Significant collection of personal and literary papers of Edith Somerville (1858-1949) and Violet Martin (1862-1915) alias Somerville and Ross, Ireland's most celebrated literary partnership. An important and unique collection reflecting the lives, interests and work of the two authors, the Somerville & Ross Papers consist largely of diaries, correspondence, working papers, and draft manuscripts relating to the authors literary activities, personal interests and affairs.
Of the literary papers can be found annotated, handwritten notes and manuscripts relating to numerous publications produced under the Somerville & Ross name, including that of The Further Experiences of an Irish RM (1908), one of their best known works. Other papers concern the unfinished novel, A Man of the People (c 1897-99) and drafts of Some Irish Yesterdays (1906), Mount Music (1919), The Big House of Inver (1925) and, Somerville's last book, Maria and Some Other Dogs (published 1949). Working notes are also featured and these include an indexed notebook of Irish anecdotes and dialogue compiled by the two writers, c 1886-1945, and various notes on Irish political and cultural affairs, the suffragette movement and Irish agriculture, c 1910-32.

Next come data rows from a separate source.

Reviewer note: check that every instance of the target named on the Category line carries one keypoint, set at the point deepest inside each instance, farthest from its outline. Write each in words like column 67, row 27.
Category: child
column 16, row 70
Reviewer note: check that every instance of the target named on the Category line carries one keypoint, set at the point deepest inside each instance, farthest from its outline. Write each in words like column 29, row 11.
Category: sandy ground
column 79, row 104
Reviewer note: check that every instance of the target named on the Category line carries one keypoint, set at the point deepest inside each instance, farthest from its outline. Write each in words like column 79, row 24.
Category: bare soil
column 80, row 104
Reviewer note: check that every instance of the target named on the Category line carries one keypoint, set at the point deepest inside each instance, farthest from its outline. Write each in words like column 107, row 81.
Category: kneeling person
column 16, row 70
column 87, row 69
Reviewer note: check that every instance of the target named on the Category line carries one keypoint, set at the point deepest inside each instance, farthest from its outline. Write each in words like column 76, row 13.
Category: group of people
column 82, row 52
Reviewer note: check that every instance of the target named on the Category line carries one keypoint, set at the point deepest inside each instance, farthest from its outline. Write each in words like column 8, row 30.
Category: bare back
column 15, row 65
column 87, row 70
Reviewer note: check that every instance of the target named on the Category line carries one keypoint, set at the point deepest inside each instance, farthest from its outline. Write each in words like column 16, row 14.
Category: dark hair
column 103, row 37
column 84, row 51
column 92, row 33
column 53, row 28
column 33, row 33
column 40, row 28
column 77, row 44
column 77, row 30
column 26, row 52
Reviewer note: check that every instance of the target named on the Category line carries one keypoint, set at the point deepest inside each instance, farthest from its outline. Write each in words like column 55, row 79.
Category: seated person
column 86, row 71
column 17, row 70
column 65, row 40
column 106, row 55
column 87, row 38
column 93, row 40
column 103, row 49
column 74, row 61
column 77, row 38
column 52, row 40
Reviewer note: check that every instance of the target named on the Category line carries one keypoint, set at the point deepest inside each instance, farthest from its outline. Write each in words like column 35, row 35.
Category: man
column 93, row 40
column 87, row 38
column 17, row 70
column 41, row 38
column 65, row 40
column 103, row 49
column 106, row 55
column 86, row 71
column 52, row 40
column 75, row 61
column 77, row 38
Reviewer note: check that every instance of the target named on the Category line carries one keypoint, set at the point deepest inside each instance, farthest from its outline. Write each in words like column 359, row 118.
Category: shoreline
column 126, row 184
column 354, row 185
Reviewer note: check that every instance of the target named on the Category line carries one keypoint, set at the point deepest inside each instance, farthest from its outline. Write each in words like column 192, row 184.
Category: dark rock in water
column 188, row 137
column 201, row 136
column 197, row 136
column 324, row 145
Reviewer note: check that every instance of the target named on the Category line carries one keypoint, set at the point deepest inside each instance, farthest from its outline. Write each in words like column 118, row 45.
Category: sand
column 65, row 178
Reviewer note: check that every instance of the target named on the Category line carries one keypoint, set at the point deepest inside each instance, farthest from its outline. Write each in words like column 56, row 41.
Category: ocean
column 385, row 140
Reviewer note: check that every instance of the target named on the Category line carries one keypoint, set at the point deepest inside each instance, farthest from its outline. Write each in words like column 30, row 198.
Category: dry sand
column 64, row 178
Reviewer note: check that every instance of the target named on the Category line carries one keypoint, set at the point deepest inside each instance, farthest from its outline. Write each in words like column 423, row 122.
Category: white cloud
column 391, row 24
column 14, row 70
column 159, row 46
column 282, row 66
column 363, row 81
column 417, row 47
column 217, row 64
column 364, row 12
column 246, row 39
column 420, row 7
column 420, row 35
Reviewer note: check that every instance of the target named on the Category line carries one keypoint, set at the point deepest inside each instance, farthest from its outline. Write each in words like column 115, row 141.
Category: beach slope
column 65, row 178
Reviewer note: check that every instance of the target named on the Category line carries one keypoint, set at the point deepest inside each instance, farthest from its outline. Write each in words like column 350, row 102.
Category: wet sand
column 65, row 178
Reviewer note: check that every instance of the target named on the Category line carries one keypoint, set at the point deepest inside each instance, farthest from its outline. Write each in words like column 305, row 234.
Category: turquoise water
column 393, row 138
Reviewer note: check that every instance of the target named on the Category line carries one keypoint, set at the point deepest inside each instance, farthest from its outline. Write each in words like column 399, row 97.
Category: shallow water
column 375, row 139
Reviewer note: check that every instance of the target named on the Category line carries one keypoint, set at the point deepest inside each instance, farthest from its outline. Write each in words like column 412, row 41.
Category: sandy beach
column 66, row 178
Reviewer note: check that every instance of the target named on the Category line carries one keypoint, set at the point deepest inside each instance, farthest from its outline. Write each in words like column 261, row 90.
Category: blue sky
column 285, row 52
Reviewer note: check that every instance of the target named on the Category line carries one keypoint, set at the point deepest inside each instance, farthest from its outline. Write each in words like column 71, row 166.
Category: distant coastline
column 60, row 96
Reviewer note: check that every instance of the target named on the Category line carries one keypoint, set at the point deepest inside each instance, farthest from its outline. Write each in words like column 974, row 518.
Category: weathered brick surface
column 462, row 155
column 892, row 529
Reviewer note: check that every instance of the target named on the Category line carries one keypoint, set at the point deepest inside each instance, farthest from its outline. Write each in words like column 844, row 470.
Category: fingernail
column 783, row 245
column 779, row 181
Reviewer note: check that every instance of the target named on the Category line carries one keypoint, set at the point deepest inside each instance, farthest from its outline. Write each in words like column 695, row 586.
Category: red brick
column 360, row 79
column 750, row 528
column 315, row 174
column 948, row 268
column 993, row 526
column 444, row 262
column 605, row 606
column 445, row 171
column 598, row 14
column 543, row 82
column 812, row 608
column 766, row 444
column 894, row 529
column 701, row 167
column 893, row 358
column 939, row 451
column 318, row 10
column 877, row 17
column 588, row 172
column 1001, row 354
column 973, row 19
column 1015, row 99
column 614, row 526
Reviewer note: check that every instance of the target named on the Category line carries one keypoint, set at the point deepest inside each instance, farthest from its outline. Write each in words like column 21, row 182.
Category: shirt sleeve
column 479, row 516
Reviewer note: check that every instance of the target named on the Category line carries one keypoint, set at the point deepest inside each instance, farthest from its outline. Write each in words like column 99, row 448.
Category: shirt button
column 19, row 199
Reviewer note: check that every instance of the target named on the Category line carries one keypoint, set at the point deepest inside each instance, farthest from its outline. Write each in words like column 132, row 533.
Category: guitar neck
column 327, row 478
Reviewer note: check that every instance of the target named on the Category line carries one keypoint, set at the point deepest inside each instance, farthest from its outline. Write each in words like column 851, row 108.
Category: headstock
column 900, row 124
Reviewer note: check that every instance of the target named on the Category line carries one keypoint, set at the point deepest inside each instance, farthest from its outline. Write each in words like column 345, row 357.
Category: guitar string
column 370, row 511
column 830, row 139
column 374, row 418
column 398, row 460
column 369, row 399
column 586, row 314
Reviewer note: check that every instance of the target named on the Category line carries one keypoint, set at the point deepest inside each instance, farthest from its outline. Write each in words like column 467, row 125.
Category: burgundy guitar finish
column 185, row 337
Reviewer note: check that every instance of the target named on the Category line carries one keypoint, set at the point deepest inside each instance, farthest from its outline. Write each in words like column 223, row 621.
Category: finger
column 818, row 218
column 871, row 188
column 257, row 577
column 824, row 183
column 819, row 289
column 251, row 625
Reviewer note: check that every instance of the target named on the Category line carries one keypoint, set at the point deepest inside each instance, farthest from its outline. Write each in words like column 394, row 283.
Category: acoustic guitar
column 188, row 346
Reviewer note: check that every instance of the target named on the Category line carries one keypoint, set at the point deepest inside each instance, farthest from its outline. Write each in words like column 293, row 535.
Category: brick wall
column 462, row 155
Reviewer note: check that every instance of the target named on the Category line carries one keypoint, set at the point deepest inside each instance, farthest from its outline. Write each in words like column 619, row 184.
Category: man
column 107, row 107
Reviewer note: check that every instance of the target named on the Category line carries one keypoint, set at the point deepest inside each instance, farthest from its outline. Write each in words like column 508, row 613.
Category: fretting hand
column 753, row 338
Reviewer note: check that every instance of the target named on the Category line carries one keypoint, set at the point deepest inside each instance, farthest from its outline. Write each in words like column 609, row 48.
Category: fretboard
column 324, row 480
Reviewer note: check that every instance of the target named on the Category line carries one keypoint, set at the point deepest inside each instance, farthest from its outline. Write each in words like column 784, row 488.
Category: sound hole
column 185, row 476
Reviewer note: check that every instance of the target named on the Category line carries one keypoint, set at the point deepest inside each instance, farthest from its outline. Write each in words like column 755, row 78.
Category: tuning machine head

Most notable amongst the personal papers are the extant diaries of both Somerville and Martin and comprehensive series of correspondence from the two writers with friends, relatives and other associates. Of particular significance are the letters between Martin and Lady Augusta Gregory, co-founder of the Abbey Theatre, Dublin, c 1889-1915, and with the artist, William Gorman Wills, c 1885-1890, and Somerville with her brother, Colonel John Somerville, c 1889-1948, and the English Composer and Feminist, Dame Ethel Smyth, c 1918-44. Other interesting items include three notebooks detailing spiritualist sances attended by Somerville, 1930-41, with messages apparently received from Violet Martin and other dead relatives and a number of original illustrations and drawings by Somerville, who, in addition to her literary success enjoyed a good degree of artistic success during her lifetime.